We would vehemently agree with you and go one step further. Citizen Brands is a helpful reminder to corporates everywhere that wider societal impact is only going to continue to become important despite what you might read in popular media—that the emphasis uniformly now is on short-term growth. Due to regulatory pressure, increased crisis of conscience among consumers, and also due to the ability to manage long-term risks. So, we would say to those corporations, please don't neglect societal impact.
 
The whole basis of the Citizen Brand study is exactly this challenge, grasping a hold of this challenge of balance and this balancing of both short-term growth objectives with longer-term sustainable growth. 
 
We accept that businesses relevant to the sector and Industry category have different challenges— it's easier for some of them to move more quickly and more profoundly, while for others, it's a journey and progress isn't perfect. So, what we're trying to do with this Citizen Brand study is lay out the six points of the framework for brand owners and brand developers: How they can achieve that equilibrium between self and society, between profit and long-term sustainability. That's our road map.
 
The idea is that our Citizen Brand study year-on-year becomes more instructive, more directional, and richer in terms of its data and the impact of these levers on commercial performance. And that our study tells us very clearly that if you can take a balanced view to brand development, not sacrificing everything to growth, never growth at any cost, you will reap the benefits in the long-term.
 
And going back to your question about the corporates ignoring the narrative, I think the watchword is ‘balance’ just as we said earlier, growth can't be zero-sum. It is an ongoing balancing act.
 
What is your opinion on the influence of AI in the world of marketing, advertising and design industries? Do you see it as a threat to jobs or do you think AI should be seen as a partner in the long run?
 
It's a hot topic in the creative industries. Our view, which is pretty much aligned to the Havas view of AI, is that we have a responsibility not to rush to implement every technology available, but to consider them as thoughtful choices. And this is not just the case for AI, but any new emerging technology. [We ask] how it can become a creative partner and a creative collaborator. And we believe within Conran in terms of our service offering, the role of AI is to enhance human creativity, to enable us to make choices that put better work out in the world, not just more work out in the world. 
 
I don't think rushing to apply AI is the answer. What we're doing in our organisation, is we are evaluating and exploring and testing tools available that could be applied across all of our business areas, not just in design terms. And we're working out what we think can enhance the end product in a way that doesn't mean more volume.
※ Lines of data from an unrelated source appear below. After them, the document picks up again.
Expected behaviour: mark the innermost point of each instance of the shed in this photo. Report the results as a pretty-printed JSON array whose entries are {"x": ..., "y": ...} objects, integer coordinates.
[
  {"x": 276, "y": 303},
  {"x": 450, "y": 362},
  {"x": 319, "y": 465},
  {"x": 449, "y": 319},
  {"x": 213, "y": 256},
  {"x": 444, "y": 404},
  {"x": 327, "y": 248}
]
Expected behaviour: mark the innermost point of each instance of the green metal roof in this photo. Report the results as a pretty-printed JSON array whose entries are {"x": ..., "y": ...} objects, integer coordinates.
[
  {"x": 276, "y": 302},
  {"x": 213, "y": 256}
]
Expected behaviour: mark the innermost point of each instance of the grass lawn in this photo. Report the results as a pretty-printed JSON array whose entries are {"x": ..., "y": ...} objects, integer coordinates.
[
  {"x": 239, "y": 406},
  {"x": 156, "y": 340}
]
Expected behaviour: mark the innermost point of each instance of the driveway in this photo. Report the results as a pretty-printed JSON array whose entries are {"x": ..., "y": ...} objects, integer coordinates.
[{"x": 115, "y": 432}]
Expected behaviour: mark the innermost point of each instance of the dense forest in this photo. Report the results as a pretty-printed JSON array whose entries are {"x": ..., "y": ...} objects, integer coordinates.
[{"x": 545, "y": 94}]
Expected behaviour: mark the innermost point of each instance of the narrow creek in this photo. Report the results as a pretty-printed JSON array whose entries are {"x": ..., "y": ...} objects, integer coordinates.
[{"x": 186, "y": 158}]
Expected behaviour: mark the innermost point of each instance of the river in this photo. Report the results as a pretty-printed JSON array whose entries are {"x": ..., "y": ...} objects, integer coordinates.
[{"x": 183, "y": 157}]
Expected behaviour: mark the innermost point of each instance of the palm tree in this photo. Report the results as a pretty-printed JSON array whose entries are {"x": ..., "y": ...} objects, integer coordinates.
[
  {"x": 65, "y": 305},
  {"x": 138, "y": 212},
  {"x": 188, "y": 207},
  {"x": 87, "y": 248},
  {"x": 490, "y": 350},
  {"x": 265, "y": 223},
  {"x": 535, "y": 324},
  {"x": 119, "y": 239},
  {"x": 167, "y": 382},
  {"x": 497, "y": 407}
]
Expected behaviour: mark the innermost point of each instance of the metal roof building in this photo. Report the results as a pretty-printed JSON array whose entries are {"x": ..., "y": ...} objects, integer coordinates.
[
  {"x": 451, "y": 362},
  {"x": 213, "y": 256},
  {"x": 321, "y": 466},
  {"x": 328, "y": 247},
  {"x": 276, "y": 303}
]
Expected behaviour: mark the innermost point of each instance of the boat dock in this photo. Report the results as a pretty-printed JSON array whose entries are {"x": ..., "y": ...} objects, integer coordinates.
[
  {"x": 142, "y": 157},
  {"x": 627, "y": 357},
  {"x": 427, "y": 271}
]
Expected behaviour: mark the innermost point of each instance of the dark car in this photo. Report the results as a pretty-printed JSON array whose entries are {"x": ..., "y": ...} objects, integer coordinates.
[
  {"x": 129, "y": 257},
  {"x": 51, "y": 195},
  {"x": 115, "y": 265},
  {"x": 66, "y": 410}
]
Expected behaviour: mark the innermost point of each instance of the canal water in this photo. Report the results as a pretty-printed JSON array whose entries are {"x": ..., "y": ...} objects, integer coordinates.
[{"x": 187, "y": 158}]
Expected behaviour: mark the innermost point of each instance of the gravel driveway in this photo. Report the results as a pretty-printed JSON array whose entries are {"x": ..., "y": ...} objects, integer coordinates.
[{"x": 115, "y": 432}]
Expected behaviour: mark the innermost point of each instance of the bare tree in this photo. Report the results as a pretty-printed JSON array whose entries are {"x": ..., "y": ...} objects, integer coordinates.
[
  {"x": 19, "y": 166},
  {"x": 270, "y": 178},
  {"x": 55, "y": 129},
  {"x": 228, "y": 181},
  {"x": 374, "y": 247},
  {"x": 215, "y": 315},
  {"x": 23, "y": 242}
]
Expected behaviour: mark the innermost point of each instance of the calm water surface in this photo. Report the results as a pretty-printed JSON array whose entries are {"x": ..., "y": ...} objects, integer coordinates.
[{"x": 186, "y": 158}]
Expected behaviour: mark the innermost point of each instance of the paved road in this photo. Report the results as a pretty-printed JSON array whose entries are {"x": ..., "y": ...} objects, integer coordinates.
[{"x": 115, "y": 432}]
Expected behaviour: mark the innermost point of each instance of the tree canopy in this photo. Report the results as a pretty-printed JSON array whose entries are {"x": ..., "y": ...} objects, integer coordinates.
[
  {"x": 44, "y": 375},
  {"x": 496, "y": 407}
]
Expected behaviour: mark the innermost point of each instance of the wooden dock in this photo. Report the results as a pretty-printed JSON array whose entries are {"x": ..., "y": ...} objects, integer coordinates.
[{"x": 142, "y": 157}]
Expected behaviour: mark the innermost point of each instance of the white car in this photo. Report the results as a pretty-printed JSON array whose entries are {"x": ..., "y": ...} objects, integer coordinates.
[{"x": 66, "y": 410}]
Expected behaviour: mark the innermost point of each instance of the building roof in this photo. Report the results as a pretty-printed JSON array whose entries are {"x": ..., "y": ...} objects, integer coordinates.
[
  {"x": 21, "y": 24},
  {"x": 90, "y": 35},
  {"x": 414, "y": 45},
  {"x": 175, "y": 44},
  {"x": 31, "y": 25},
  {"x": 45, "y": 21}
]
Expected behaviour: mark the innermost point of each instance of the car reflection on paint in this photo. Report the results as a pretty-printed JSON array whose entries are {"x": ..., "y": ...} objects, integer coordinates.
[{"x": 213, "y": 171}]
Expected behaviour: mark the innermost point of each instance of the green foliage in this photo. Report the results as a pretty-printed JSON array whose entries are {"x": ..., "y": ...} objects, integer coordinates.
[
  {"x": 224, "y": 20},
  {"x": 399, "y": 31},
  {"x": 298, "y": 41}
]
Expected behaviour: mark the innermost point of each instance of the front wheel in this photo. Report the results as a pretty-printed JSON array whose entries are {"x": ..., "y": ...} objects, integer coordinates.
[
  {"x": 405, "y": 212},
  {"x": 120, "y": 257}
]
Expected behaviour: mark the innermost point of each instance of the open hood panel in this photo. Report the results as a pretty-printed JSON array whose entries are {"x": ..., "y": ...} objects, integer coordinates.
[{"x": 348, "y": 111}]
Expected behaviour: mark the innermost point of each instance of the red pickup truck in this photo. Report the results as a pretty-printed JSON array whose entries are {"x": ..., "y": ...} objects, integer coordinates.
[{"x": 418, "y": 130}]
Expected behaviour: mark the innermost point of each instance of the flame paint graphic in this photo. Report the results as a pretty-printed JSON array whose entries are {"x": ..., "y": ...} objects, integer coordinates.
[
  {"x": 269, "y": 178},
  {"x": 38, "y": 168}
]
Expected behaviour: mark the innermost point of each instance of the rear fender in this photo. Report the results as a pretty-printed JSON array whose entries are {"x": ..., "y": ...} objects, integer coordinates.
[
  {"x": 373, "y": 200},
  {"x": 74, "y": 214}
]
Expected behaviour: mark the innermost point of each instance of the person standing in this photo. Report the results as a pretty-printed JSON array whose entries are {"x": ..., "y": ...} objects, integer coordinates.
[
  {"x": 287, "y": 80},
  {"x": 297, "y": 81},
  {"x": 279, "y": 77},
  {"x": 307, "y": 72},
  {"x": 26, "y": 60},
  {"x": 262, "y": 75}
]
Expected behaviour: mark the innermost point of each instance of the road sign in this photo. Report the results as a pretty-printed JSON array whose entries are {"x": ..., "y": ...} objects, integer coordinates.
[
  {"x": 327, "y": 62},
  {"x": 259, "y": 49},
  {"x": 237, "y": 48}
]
It means better quality and that's the essence of it for us.
 
Finally, as a global agency, how do you approach cultural nuances and differences in design strategies across different markets and regions?
 
I'll be completely open about this; we never had any intention to put pins all over the map globally. We've got no ambition to have 75 offices all over the place. We want to have rich, broad, deep, knowledgeable regional hubs, we'll have six to seven maximum in our network. 
 
The ones we have, we will grow. It's not a back office service here in Mumbai. It's a full-service, creatively-led design and branding business and we will continue to grow that capability, enrich that capability and harness it with the rest of our global footprint.
 
You need good circulation between offices. You need creative talent, particularly design and creative talent, working closely together. And we increase that circulation working together on projects as teams, regardless of where the project sits, to just bring that cultural richness that comes from working with a global team. That's hugely inspiring and that’s very much been sort of the core ethos of building our new brand and to launch this network. It is to generate ideas and to embellish those ideas with the richness of each of our offices around the world. Tthe net result for our client is a hugely powerful brand (Havas) that has flexibility, cultural nuance and relevance. That is the role of design today, and that is a great opportunity, we think in this day and age.